Dirk weighed his thoughts uncertainly for a moment.
“I think it is just possible,” he said at last, “that you may be in some kind of danger.”
“You mean it’s possible that passing lunatics may crash into me in the road? That kind of danger?”
“Maybe even worse.”
“Oh yeah?”
“Yes.”
“And what makes you think that?”
“It’s not entirely clear to me yet,” replied Dirk with a fro
wn. “Most of the ideas I have at the moment have to do with things that are completely impossible, so I am wary about sharing them. They are, however, the only thoughts I have.”
“I’d get some different ones, then,” said Kate. “What was the Sherlock Holmes principle? ‘Once you have discounted the impossible, then whatever remains, however improbable, must be the truth.’ ”
“I reject that entirely,” said Dirk sharply. “The impossible often has a kind of integrity to it which the merely improbable lacks.
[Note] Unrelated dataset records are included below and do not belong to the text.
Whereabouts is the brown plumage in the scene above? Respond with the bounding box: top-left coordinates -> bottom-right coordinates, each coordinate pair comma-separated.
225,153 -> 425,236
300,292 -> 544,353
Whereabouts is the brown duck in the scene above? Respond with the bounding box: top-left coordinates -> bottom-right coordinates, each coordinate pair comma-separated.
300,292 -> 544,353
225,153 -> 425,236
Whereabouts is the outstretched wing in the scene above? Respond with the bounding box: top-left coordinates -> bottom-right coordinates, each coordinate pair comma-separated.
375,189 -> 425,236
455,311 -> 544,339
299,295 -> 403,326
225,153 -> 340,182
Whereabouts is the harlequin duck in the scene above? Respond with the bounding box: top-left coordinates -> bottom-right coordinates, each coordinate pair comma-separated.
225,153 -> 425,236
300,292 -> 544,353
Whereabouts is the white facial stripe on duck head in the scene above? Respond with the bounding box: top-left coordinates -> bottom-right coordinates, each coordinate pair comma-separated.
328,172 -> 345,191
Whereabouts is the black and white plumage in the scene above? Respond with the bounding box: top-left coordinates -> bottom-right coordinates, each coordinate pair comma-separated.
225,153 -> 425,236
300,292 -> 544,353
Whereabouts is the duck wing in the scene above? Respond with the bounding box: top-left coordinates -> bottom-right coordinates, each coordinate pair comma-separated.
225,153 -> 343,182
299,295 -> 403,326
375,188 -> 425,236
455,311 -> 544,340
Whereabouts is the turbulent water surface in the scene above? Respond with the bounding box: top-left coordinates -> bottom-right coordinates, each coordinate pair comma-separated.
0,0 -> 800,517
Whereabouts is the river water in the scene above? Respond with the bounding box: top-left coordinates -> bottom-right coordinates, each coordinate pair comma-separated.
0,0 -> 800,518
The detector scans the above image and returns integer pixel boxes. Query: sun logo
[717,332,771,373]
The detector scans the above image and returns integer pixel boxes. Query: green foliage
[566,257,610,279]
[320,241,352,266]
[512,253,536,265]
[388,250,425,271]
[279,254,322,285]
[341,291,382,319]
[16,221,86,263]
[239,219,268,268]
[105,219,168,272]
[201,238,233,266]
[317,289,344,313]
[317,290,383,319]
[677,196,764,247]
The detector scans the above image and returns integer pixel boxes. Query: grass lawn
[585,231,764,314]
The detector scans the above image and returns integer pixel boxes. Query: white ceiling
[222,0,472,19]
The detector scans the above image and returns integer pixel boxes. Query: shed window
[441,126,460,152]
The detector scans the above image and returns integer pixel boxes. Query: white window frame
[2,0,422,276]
How often have you been presented with an apparently rational explanation of something that works in all respects other than one, which is just that it is hopelessly improbable? Your instinct is to say, ‘Yes, but he or she simply wouldn’t do that.’ ”
“Well, it happened to me today, in fact,” replied Kate.
“Ah, yes,” said Dirk, slapping the table and making the glasses jump, “your girl in the wheelchair—a perfect example. The idea that she is somehow receiving yesterday’s stock market prices apparently out of thin air is merely impossible, and therefore must be the case, because the idea that she is maintaining an immensely complex and laborious hoax of no benefit to herself is hopelessly improbable. The first idea merely supposes that there is something we don’t know about, and God knows there are enough of those. The second, however, runs contrary to something fundamental and human which we do know about. We should therefore be very suspicious of it and all its specious rationality.”
“But you won’t tell me what you think.”
“No.”
“Why not?”
“Because it sounds ridiculous. But I think you are in danger. I think you might be in horrible danger.”
“Great. So what do you suggest I do about it?” said Kate, taking a sip of her second drink, which otherwise had stayed almost untouched.
“I suggest,” said Dirk seriously, “that you come back to London and spend the night in my house.”
Kate hooted with laughter and then had to fish out a Kleenex to wipe tomato juice off herself.
“I’m sorry, what is so extraordinary about that?” demanded Dirk, rather taken aback.
“It’s just the most wonderfully perfunctory pickup line I’ve ever heard.” She smiled at him. “I’m afraid the answer is a resounding No.”